In A.R., the trial court allowed the jury to take video recordings of the defendant's confession and the victim's interview into the jury room to view during deliberations after soliciting objections from the parties. Id. at 559-63. The defendant agreed to the procedure but later moved for a new trial, arguing the jury's viewing of the recordings was a miscarriage of justice. Id. at 550. The Court noted defense counsel explicitly acquiesced to and gave a rationale for the procedure followed and that the defendant's counsel considered the recording part of the defense strategy. Id. at 562-63. As a result, the Court held the trial court's error related to "procedural protections" that did not result in a "fundamental miscarriage of justice." Ibid. (quoting M.C. III, supra, 201 N.J. at 342).

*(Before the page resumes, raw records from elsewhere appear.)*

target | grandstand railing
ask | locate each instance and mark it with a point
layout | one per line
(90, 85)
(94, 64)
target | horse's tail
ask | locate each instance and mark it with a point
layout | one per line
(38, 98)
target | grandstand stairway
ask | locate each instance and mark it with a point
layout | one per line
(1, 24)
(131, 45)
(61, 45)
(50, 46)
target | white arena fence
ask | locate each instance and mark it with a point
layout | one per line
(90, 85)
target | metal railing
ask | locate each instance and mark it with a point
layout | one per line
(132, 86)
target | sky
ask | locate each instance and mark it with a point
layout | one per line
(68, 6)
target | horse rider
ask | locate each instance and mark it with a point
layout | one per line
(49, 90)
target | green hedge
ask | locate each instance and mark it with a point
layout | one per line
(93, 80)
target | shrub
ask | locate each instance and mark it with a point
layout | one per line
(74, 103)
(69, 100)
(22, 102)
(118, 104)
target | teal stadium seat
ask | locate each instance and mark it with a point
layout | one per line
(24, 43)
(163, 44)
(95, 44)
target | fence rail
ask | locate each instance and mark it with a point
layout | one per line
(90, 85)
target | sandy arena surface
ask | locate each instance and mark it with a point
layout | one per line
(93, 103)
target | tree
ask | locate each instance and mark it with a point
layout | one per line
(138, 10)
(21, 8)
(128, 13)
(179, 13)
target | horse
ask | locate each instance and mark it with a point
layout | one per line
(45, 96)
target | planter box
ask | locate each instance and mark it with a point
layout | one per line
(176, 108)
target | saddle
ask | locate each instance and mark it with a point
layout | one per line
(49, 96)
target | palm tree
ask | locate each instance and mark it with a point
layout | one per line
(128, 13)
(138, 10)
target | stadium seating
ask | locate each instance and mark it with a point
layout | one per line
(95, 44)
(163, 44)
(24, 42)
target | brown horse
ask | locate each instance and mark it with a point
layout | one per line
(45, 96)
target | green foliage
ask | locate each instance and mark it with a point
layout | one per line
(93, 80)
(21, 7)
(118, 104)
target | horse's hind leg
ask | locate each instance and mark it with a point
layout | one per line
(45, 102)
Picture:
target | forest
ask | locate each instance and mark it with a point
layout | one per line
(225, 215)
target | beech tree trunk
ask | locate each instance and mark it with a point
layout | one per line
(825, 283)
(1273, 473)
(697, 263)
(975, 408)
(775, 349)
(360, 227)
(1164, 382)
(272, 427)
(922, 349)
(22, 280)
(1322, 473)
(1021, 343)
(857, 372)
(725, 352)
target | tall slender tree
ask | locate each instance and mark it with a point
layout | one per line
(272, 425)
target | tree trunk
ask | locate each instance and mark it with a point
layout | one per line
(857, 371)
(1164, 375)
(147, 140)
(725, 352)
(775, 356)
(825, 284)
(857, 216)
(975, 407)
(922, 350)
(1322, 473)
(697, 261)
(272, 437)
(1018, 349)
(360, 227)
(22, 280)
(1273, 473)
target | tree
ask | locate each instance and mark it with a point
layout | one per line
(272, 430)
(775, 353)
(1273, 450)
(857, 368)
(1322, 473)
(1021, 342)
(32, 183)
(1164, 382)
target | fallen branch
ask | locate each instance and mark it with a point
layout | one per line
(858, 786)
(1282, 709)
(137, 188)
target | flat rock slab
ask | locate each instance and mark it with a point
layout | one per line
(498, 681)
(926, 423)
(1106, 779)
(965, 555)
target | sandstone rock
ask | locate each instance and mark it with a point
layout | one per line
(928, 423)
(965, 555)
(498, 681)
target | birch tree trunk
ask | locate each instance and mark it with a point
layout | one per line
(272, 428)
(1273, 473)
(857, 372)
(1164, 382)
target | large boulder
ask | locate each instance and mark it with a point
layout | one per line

The circumstances here are similar. We find no fundamental miscarriage of justice in the trial court's decision to allow the jury to review the DVD in the jury room.

V.

For the first time on appeal, defendant argues the trial court erred in allowing the jurors to take notes during the trial and use those notes during deliberation. Defendant contends the court failed to detail on the record why note-taking was necessary, "and that it simply happened without a pre-trial instruction by the court to the jury."

In State v. Jumpp, 261 N.J. Super. 514 (App. Div.), certif. denied, 134 N.J. 474 (1993), we stated juror note-taking is not appropriate "as a matter of routine" and that the trial court must "determine in the first instance if the case lends itself to the practice. . . ." Id. at 527 (quoting Wigler v. Newark, 125 N.J. Super. 179, 183 (App. Div.), certif. denied, 64 N.J. 490 (1974)). Although the trial court did not "set forth on the record the precise reasons why the practice of juror note-taking was beneficial in light of the factual and legal issues to be presented at trial," we held that allowing note-taking in Jumpp did not rise to the level of plain error. Ibid. We noted there was no prejudice to defendant and that the court had given the jury appropriate instructions. Ibid.

Here, too, the trial court did not set forth "precise reasons" on the record for allowing note-taking. See ibid. However, contrary to defendant's assertion, the trial court instructed the jurors on the proper role of note-taking in its opening instructions to the jury and, as defendant concedes, included the Model Jury Charge on note-taking at the close of the trial. Defendant has not identified any "evidence of confusion, distraction or prejudice," ibid., that resulted from juror note-taking. We therefore conclude this argument fails.

VI.

Finally, defendant argues that the sentence imposed was excessive.

His challenge is directed at the fact that the trial court imposed a sentence five years longer for Paula's murder than the sentence imposed for Mary Jane's murder. Defendant admitted he shot Mary Jane first because he wanted Paula to witness that murder and know she was next. The trial court reasoned that the intentional infliction of the resulting "psychological, mental and emotional suffering" merited a more severe sentence. The sole argument raised against this sentence and reasoning is that "defendant's so-called confession" constituted "one tenuous piece of evidence" that was "insufficient" to support the court's finding. This argument lacks sufficient merit to warrant further discussion. R. 2:11-3(e)(2).

Affirmed.


1 Miranda v. Arizona, 384 U.S. 436, 86 S. Ct. 1602, 16 L. Ed. 2d 694 (1966).

2 The State argues defendant's failure to file a motion for acquittal pursuant to Rule 3:18-1 or -2 results in a waiver of this argument. Defendant does not refute this allegation.